Definition of done: - ≤200ms p95 for canonical Same Game + Same Comp at production concurrency. Measured and asserted in CI. - Cache hit rate ≥ X% on typical traffic (X set by phase 7 metrics). - Query-cost rules deployed and a load test demonstrates they prevent worst-case shapes.

Dependencies: phase 1 (bitvector), phase 7 (observability for "what's hot to pre-compute"), phase 1364 (epoch semantics — cache invalidation needs a version contract).

Sizing: L (3–6 weeks).

Tickets: LBS-1359, LBS-1360, LBS-1362.

Phase 9 — Production hardening¶

Business outcome: the system runs unattended; production posture is documented; consumers integrate against a stable contract.

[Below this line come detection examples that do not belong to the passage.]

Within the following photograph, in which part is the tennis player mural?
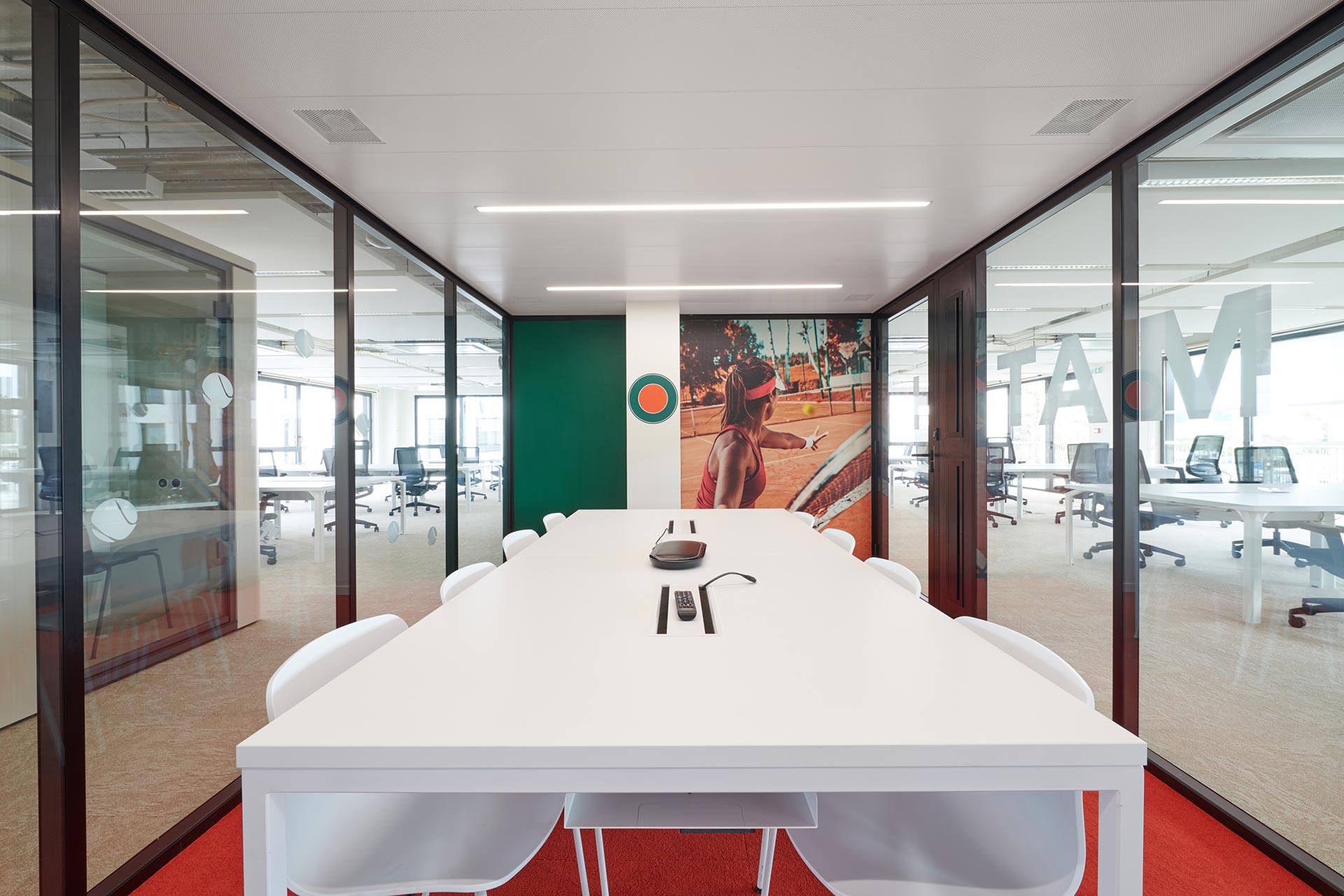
[680,317,872,557]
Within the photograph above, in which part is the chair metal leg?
[593,827,610,896]
[89,567,111,659]
[574,827,589,896]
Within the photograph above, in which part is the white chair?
[821,529,858,554]
[864,557,923,598]
[504,529,542,560]
[779,617,1093,896]
[266,615,564,896]
[438,563,495,603]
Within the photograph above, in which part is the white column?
[625,300,681,509]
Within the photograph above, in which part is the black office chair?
[38,446,60,513]
[1055,442,1110,526]
[1084,447,1185,568]
[985,444,1017,529]
[1233,444,1306,557]
[1284,525,1344,629]
[83,528,172,659]
[323,442,379,532]
[387,447,444,516]
[985,435,1027,515]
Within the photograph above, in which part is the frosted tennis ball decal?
[89,498,140,542]
[200,373,234,408]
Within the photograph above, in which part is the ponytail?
[722,357,776,426]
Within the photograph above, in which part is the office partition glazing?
[0,0,507,896]
[879,9,1344,892]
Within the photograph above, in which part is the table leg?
[244,772,289,896]
[1242,513,1265,624]
[574,827,589,896]
[1097,769,1144,896]
[593,827,610,896]
[311,490,327,563]
[1065,491,1078,566]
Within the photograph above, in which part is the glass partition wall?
[0,0,507,893]
[879,15,1344,892]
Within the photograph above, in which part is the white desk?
[1065,482,1344,624]
[257,475,406,563]
[237,510,1147,896]
[1004,461,1183,520]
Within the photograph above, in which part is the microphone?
[700,573,755,589]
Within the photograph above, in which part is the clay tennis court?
[681,408,872,559]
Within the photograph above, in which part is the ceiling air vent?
[1036,97,1130,137]
[294,108,383,144]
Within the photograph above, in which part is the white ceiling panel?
[98,0,1331,314]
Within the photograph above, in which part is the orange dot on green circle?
[638,383,668,414]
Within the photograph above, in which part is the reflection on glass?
[354,222,453,622]
[1138,38,1344,872]
[887,298,930,594]
[0,0,37,893]
[457,290,505,566]
[76,33,335,892]
[985,184,1118,715]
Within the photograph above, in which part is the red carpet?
[136,775,1315,896]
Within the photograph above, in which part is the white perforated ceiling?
[98,0,1331,313]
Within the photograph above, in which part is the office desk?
[257,475,406,563]
[237,510,1147,896]
[1004,462,1183,520]
[1065,482,1344,624]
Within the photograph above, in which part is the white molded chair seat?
[438,563,495,603]
[789,617,1093,896]
[504,529,542,560]
[864,557,923,599]
[266,615,564,896]
[821,529,858,554]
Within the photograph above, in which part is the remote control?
[676,591,695,622]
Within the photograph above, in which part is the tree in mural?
[681,318,762,405]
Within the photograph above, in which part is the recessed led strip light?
[476,199,929,215]
[1157,199,1344,206]
[0,208,247,218]
[995,279,1312,288]
[85,286,396,295]
[546,284,844,293]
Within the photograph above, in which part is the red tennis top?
[695,423,764,510]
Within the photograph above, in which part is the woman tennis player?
[695,357,827,509]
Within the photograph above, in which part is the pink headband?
[748,376,780,402]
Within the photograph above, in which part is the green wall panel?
[510,317,626,532]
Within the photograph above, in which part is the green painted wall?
[510,317,626,532]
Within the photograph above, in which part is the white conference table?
[237,510,1147,896]
[257,475,406,563]
[1065,482,1344,624]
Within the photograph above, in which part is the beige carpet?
[0,486,503,893]
[891,488,1344,872]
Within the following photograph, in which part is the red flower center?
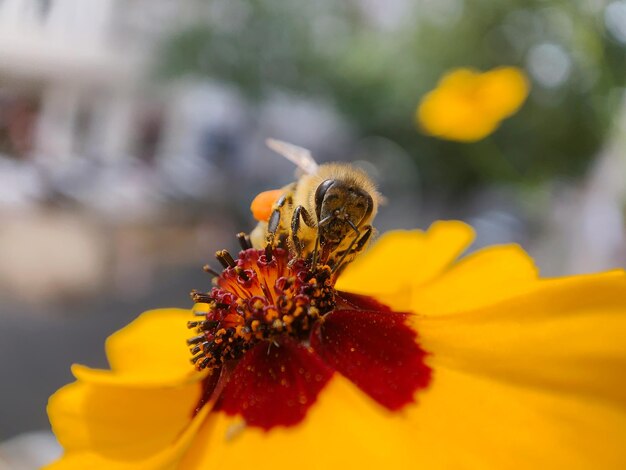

Scope (in): - Authentication / authorisation: API-key or JWT on the public ingress; scope-based authz (customer X can read certain leagues only). - Rate limiting at the ingress, separate from the phase 8 query-cost rules (this is about volume per caller, not cost per query). - Infrastructure-as-code: Container Apps + ACR + cluster config defined in Bicep / Terraform, not click-ops. - Backup / disaster recovery for ClickHouse Cloud: procurement + config (called out in the roadmap's known gaps). - Runbook: how to operate, when to page, how to recover. - GraphQL schema-versioning policy: deprecation discipline, breaking-change process. Documented before external consumers integrate. - Customer / consumer integration shape decision (roadmap known gap): direct GraphQL, wrapper API, SDK, federated — pick one before hardening locks the public surface.

Out of scope: - New features. Hardening is closing loops, not opening new ones.

Definition of done: - Auth enforced; an anonymous request returns 401. - One staged failure (kill a replica, lose a feed, drop the cluster) is recovered without losing data. - Infra defined as code in the repo; one teammate can deploy a fresh environment from a clean checkout. - Consumer integration pattern documented; one customer-side integration (real or sample) exists.

Dependencies: phase 8 (cache + perf), phase 7 (observability), phase 5 (real model — hardening a placeholder is throwaway work).

Sizing: L (3–6 weeks across sub-streams).

Tickets: none yet.

What can start this week¶

The roadmap allows phases 1 and 2 to run in parallel. Concretely, this week's planning conversation should pick:

Phase 1, LBS-1361 — engineering-only, no external dependency, immediate start. Sized M; one engineer can finish in 1–2 weeks.
Phase 2 scope-decision call — not engineering work yet; needs the "how many seasons back, which sport" decision from product + engineering before any code is written. Worth a 30-minute meeting this week.

Everything past those two is dependency-gated and shouldn't be picked up speculatively.